This is, unfortunately, the sort of thing that motivates QubesOS. We are, as humans writing code, not good at complexity, and as Apple's lockdown mode admits, parsing complicated stuff, even when you design security boundaries around it, is hard to do properly. Lockdown just punts a ton of complexity entirely out of the system, and the tradeoff is rather substantially improved security against a wide class of attacks.
QubesOS design philosophy is essentially, "Everything in a booted OS image must be assumed to be able to, some way or another, access everything else in there." So you have various silos that have extremely limited communication between them (you can "push" from one VM to another, but you can never "pull" from another VM, the framebuffer is simple, etc). You're totally free to add sandboxing as useful, but it's not considered a full security boundary. Hardware virtualized VMs are, on a fairly stripped down Xen that removes a lot of attack surface in terms of legacy device emulation and other features they don't need.
Apple has done a lot of security focused improvements over the years, but modern computers and OSes are just so complicated that even they struggle to get it right regularly. And the attackers only need one mistake to achieve their goals. :(
//EDIT: As far as practicality goes, I do daily drive QubesOS as my main computer on a 2C/4T laptop with 16GB RAM - old X250. There are plenty of things it's not great at, but I'm not heavy on the "videos or video games" thing anyway. Dual booting for gaming is an option, as is a separate desktop that doesn't do anything important for gaming, but you don't need some monster machine to do practical things with Qubes. I can't have a thousand browser tabs open, but I don't do that anyway, I browse "JITless" (disable Javascript JIT as it's a ton of attack surface that's regularly exploited), and... it's a less-intense form of computer use than standard, but it also means I don't have a desire to spend all my time on a computer.

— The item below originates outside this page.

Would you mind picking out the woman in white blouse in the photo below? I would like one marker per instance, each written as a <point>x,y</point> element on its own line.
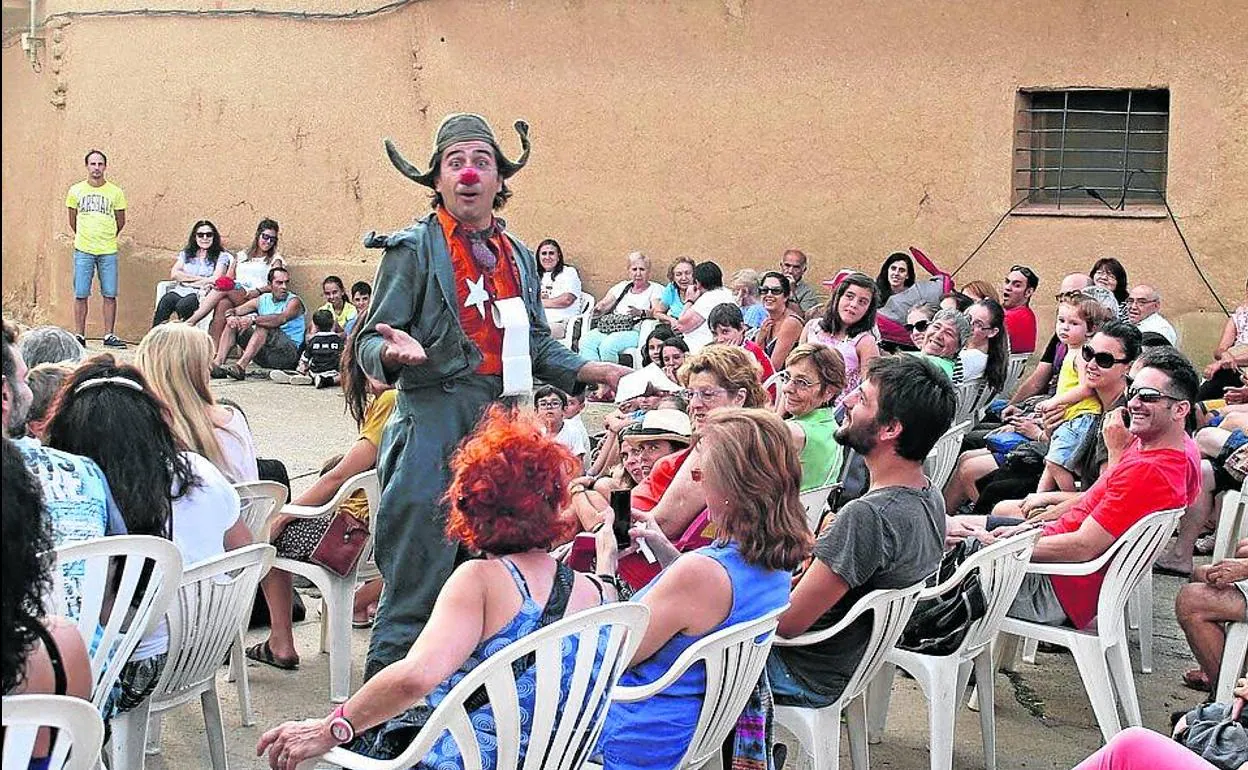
<point>560,287</point>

For me, everything important I have could be accessed from browser(as I do full system backup) and the cookie I have in browser could allow the app to access my data. How does QubesOS help in this scenario?
Interesting set up, thanks for sharing. Do you write code, or use docker at all?
I argue never dual-boot Qubes [with it installed on an internal drive] because Windows can [theoretically] read those partitions. Better to just get a separate application-specific system for gaming.
I daily drive Qubes on i7 Comet and Raptor Lakes, 64GB and 128GB RAM respectively. I run LLMs on their GTX and RTX cards (albeit slowly on the Comet Lake/GTX system). Digital crac... err gaming is the only thing I am pretty well locked out from.